Dengan mengacu pada pendapat Abu Dzar tadi, sebenarnya banyak di antara kita yang tega berbuat jahat terhadap ‘orang’ yang amat dicintainya. Tapi anehnya, kita — yang gemar berbuat dosa — lupa bahwa apa yang kita lakukan sesungguhnya merupakan perwujudan kebencian terhadap diri sendiri.
Cinta adalah fitrah yang diberikan Allah untuk semua makhluk guna mempertahankan eksistensinya. Manusia berkembang biak karena cinta. Kelestarian lingkungan menjadi kepedulian manusia karena cinta. Dan yang lebih penting, cinta — ini yang perlu kita sadari — merupakan refleksi keberadaan alam malakut yang abadi.
Itulah sebabnya, bila dua sejoli sedang dimabuk cinta, maka apa yang terbayangkan dan diangankannya, cinta mereka akan abadi. Ya, karena keabadian adalah hakikat cinta.
Tapi sayang, keabadian cinta yang diangankannya hanya terbatas pada hal-hal yang bersifat duniawi, yang justru menghambat cinta malakuti. Salah satu unsur penting yang menghambat perjalanan cinta malakuti adalah cinta dunia (hubb al-dunya). Cinta dunia, dilukiskan oleh Sayyidina Ali, sebagai biang dari segala bencana. Bila hati manusia sudah terperosok dalam cinta dunia, maka logika-logika aneh pun muncul dari pikirannya.
Dalam pengajian sorogan “Al Munkiz Minad Dholal” karya Imam Ghazali tadi malam (24/9/020) di Zoom, Mursyid Ulil Abshar Abdallah menyatakan, ilmu atau logika apa pun yang ujugnya tidak mendekatkan manusia kepada Allah, adalah batil atau palsu. Ilmu hakiki atau ilmu yang sebenarnya, pasti berujung pada ‘kecintaan” terhadap Allah.
Salah satu logika batil, kata Abu Dzar, manusia amat berharap mendapat rahmat (cinta sejati) dan ampunan dari Allah. Padahal dalam hidup sehari-hari, ia amat jauh denganNya.
”Rahmat dan ampunan Allah,” tegas Abu Dzar, ”tak dihambur-hamburkan begitu saja hingga setiap orang akan mendapatkannya tanpa usaha.”
Kata Abu Dzar, setan punya senjata pamungkas, berupa godaan pada manusia untuk mengharap rahmat Allah, sementara ia terus berusaha menjauhkannya dari ibadah dan amal saleh. Korban senjata pamungkas setan ini paling suka memaafkan dirinya sendiri. Ia suka berkata: ”Rahmat Allah Mahaluas. Dosaku pasti dimaafkanNya.” Dan ia terus melakukan ma’siyat dan dosa.
Orang yang berbuat dosa, tulis Imam Ghazali dalam Ihya Ulum al-Din, bukan hanya mencelakakan dirinya, tapi juga menghina Allah, karena ia menyelewengkan amanah yang telah diberikan kepadanya. Lidah dan tangan yang Allah berikan kepada manusia untuk dipakai berzikir serta beramal saleh, misalnya, ia selewengkan untuk mengumpat dan mengambil hak orang lain.
Orang macam ini, jelas mengkhianati amanat yang diberikan Allah kepadanya. Itu pengkhiantan besar kepada Sang Pencipta, kata Abu Dzar.

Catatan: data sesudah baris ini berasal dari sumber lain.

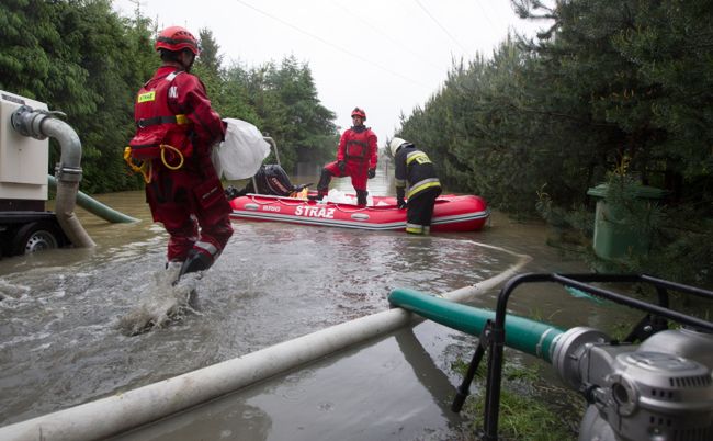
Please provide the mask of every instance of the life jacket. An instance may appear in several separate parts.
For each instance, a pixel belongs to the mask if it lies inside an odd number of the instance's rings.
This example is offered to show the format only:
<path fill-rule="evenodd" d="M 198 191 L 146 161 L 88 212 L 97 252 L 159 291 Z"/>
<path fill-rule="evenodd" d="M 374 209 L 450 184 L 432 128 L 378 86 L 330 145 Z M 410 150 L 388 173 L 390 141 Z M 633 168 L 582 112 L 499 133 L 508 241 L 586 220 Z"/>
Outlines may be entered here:
<path fill-rule="evenodd" d="M 136 135 L 128 143 L 133 159 L 159 158 L 161 150 L 169 150 L 170 158 L 179 152 L 183 158 L 193 154 L 188 116 L 174 114 L 168 105 L 169 95 L 176 97 L 173 80 L 180 74 L 179 70 L 163 78 L 152 78 L 138 91 L 134 106 Z M 163 156 L 166 160 L 166 151 Z"/>
<path fill-rule="evenodd" d="M 367 127 L 359 132 L 354 128 L 351 129 L 351 136 L 344 144 L 346 160 L 364 161 L 369 158 L 369 135 L 371 133 Z"/>

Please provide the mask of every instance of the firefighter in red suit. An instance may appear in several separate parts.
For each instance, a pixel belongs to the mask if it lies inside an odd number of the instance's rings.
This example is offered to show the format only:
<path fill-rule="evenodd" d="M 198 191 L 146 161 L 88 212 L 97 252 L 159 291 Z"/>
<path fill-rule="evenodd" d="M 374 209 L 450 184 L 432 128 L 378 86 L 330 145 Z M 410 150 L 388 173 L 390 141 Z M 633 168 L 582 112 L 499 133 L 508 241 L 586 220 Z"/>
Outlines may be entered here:
<path fill-rule="evenodd" d="M 351 177 L 351 184 L 356 191 L 356 203 L 366 206 L 366 179 L 376 176 L 377 147 L 376 135 L 364 126 L 366 113 L 359 108 L 351 112 L 353 126 L 344 131 L 339 139 L 337 160 L 325 166 L 317 184 L 317 199 L 329 193 L 332 177 Z"/>
<path fill-rule="evenodd" d="M 137 94 L 129 147 L 134 160 L 150 166 L 146 200 L 170 235 L 167 267 L 180 264 L 180 278 L 210 268 L 233 235 L 230 205 L 211 161 L 226 127 L 190 74 L 200 52 L 195 37 L 171 26 L 155 47 L 162 65 Z"/>

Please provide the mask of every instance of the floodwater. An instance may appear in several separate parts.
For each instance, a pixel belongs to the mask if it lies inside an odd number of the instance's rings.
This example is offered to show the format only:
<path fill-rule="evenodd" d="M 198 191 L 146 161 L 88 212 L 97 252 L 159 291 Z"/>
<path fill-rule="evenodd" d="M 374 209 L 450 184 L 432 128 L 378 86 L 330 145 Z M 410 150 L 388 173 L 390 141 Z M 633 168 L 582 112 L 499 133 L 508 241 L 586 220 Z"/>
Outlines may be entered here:
<path fill-rule="evenodd" d="M 316 181 L 295 179 L 302 182 Z M 350 185 L 342 179 L 332 186 Z M 380 169 L 370 191 L 391 189 Z M 131 337 L 118 324 L 162 271 L 167 236 L 150 222 L 143 192 L 95 199 L 142 222 L 112 225 L 78 208 L 94 249 L 0 261 L 0 427 L 383 312 L 395 287 L 445 293 L 472 285 L 512 265 L 514 253 L 532 257 L 527 271 L 588 271 L 547 247 L 542 225 L 497 213 L 483 231 L 430 237 L 236 222 L 223 256 L 196 282 L 197 310 Z M 496 295 L 475 304 L 493 307 Z M 602 314 L 554 287 L 513 297 L 519 314 L 561 327 L 616 320 L 616 312 Z M 449 406 L 461 378 L 450 364 L 468 360 L 473 344 L 423 323 L 126 438 L 457 438 L 463 421 Z"/>

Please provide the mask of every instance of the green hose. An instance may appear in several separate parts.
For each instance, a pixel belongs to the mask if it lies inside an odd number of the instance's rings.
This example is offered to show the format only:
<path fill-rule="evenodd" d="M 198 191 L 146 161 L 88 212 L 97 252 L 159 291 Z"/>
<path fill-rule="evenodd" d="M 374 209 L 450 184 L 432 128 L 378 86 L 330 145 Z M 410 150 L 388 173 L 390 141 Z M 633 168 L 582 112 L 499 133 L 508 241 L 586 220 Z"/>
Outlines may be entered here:
<path fill-rule="evenodd" d="M 472 336 L 479 336 L 488 319 L 495 320 L 495 312 L 476 308 L 434 297 L 415 290 L 397 289 L 388 296 L 392 305 L 414 312 Z M 552 325 L 508 315 L 505 320 L 505 346 L 552 362 L 552 346 L 564 330 Z"/>
<path fill-rule="evenodd" d="M 49 188 L 55 190 L 57 189 L 57 179 L 55 177 L 47 174 L 47 181 Z M 114 224 L 138 222 L 137 218 L 120 213 L 80 191 L 77 192 L 77 205 L 87 210 L 89 213 Z"/>

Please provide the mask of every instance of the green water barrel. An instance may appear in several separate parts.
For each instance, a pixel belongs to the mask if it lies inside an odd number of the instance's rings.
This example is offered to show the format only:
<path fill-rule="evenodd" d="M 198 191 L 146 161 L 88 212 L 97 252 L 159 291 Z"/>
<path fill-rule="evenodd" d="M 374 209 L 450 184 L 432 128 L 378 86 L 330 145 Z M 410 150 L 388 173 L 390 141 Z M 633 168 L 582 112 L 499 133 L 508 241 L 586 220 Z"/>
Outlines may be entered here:
<path fill-rule="evenodd" d="M 595 213 L 595 236 L 592 248 L 595 253 L 602 259 L 612 260 L 634 255 L 646 255 L 650 245 L 647 231 L 637 229 L 624 220 L 621 210 L 607 203 L 608 184 L 592 186 L 587 194 L 597 197 Z M 641 185 L 636 188 L 635 196 L 646 200 L 661 200 L 665 190 Z"/>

Tapi, jangan putus asa jika anda sampai detik ini masih mengkhianati Allah. Bertobatlah secara konsisten dan bertanggungjawab. Pasti Allah menerima tobat anda. Ampunan Allah lebih luas dari murkanya, bila manusia benar-benar taubat nasuha.

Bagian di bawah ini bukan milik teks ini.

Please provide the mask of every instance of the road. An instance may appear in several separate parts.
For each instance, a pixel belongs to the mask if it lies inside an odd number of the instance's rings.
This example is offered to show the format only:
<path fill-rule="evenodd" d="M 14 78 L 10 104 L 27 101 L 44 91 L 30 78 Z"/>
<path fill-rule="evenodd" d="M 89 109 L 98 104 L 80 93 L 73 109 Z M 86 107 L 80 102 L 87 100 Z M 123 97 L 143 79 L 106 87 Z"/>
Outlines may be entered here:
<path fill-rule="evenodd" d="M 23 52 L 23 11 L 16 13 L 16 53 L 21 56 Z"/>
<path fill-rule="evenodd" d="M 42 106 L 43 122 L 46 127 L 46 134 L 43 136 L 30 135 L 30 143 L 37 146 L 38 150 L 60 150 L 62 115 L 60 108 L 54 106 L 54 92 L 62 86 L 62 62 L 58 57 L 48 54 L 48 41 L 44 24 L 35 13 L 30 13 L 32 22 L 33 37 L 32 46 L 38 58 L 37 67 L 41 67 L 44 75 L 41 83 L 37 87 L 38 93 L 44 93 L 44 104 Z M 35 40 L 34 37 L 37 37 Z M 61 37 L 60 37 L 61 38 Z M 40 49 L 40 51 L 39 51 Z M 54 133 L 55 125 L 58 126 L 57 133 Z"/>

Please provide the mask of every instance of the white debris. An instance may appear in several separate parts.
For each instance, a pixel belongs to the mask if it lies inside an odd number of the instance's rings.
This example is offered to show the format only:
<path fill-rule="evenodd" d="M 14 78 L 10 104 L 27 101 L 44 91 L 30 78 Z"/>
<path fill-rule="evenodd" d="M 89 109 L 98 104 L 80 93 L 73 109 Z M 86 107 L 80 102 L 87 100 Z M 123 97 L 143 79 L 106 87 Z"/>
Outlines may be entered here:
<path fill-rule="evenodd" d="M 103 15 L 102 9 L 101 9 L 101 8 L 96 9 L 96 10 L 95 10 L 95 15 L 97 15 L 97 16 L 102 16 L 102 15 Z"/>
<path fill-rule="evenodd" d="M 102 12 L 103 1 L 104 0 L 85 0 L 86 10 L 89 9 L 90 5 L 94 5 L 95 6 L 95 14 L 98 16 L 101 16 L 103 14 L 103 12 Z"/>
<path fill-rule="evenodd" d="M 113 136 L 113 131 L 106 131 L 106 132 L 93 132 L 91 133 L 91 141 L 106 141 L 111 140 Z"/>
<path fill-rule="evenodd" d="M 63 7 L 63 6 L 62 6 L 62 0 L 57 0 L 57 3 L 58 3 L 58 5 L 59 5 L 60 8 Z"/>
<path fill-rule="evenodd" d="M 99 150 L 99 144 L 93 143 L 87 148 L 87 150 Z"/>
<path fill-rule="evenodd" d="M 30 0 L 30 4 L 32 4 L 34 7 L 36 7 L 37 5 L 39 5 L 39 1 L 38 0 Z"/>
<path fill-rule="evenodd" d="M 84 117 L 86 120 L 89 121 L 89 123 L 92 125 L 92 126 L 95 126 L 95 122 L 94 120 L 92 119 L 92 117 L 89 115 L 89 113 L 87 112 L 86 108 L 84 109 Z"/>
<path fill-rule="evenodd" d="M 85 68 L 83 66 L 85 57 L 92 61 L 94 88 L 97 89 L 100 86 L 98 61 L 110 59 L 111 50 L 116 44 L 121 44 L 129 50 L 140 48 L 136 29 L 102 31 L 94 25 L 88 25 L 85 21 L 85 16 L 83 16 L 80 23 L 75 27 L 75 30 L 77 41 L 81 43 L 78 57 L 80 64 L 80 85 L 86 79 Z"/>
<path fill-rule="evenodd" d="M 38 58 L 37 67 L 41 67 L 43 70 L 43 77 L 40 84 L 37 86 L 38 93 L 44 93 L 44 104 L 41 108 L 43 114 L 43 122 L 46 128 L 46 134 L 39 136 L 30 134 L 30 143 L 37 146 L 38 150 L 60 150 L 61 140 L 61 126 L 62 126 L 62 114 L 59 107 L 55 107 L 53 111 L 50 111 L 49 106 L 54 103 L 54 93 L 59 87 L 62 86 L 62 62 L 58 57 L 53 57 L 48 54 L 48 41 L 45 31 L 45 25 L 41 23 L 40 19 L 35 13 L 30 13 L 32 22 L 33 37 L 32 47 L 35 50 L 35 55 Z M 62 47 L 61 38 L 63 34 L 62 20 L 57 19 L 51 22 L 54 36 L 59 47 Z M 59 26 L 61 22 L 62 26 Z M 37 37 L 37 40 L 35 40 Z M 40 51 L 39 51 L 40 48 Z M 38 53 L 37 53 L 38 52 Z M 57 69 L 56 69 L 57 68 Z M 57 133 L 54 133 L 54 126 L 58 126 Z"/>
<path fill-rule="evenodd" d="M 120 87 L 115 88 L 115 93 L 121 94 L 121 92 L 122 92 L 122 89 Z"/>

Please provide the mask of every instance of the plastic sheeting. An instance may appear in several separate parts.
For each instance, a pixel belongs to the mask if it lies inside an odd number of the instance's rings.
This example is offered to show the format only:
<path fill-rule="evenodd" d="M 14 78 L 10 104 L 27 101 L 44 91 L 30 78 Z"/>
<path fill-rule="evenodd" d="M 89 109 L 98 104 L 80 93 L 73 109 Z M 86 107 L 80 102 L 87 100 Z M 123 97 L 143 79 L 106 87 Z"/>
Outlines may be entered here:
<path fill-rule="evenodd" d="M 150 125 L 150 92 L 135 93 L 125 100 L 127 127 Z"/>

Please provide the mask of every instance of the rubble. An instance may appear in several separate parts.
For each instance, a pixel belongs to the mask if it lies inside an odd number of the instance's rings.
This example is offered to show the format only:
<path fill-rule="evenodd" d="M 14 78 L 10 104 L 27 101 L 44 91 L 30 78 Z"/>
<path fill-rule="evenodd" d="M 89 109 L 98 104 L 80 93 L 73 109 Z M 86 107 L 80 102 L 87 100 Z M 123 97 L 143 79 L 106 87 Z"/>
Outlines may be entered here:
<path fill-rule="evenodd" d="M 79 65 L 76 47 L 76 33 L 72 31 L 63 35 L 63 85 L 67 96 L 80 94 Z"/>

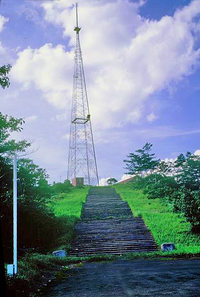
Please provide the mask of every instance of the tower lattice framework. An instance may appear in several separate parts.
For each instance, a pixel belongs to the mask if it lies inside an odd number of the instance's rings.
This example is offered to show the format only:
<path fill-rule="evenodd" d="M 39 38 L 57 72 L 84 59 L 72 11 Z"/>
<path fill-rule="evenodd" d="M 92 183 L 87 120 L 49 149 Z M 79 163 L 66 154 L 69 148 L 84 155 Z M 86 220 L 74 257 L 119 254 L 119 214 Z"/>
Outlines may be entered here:
<path fill-rule="evenodd" d="M 94 140 L 79 40 L 76 4 L 76 35 L 68 179 L 84 177 L 84 184 L 99 184 Z"/>

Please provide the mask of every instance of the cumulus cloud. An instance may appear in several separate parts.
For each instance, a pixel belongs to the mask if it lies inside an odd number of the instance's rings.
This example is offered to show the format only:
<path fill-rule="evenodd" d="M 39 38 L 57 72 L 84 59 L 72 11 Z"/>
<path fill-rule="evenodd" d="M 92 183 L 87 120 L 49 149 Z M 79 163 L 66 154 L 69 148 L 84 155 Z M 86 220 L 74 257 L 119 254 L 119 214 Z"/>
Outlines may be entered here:
<path fill-rule="evenodd" d="M 66 50 L 46 44 L 19 53 L 12 69 L 15 79 L 30 82 L 57 108 L 71 102 L 76 34 L 74 6 L 65 0 L 40 5 L 45 20 L 63 28 L 70 38 Z M 137 123 L 149 96 L 171 87 L 199 66 L 199 0 L 160 21 L 142 18 L 144 3 L 80 1 L 81 45 L 90 113 L 96 127 Z M 147 120 L 155 119 L 152 113 Z"/>
<path fill-rule="evenodd" d="M 46 44 L 39 49 L 29 47 L 17 55 L 10 73 L 24 89 L 34 83 L 44 98 L 57 108 L 64 108 L 71 103 L 72 79 L 68 79 L 68 73 L 73 68 L 73 53 L 65 51 L 61 45 Z"/>
<path fill-rule="evenodd" d="M 26 123 L 30 123 L 30 122 L 34 122 L 37 120 L 38 118 L 37 116 L 31 116 L 30 117 L 27 117 L 25 118 L 24 120 Z"/>
<path fill-rule="evenodd" d="M 147 116 L 147 120 L 148 122 L 153 122 L 157 119 L 157 117 L 153 114 L 151 113 L 150 115 Z"/>
<path fill-rule="evenodd" d="M 5 24 L 8 22 L 9 20 L 8 17 L 5 17 L 0 14 L 0 33 L 4 29 Z"/>
<path fill-rule="evenodd" d="M 197 150 L 194 153 L 194 155 L 195 156 L 200 156 L 200 150 Z"/>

Tuhan berfirman: wahai hamba-hambaKu yang melampaui batas terhadap diri mereka sendiri, janganlah kamu berputus asa dari rahmat Allah. Sesungguhnya Allah mengampuni dosa-dosa semuanya. Sesungguhnya Dia-lah yang Maha Pengampun lagi Maha Penyayang.” (QS. Az-Zumar [39] : 53). Subhanallah!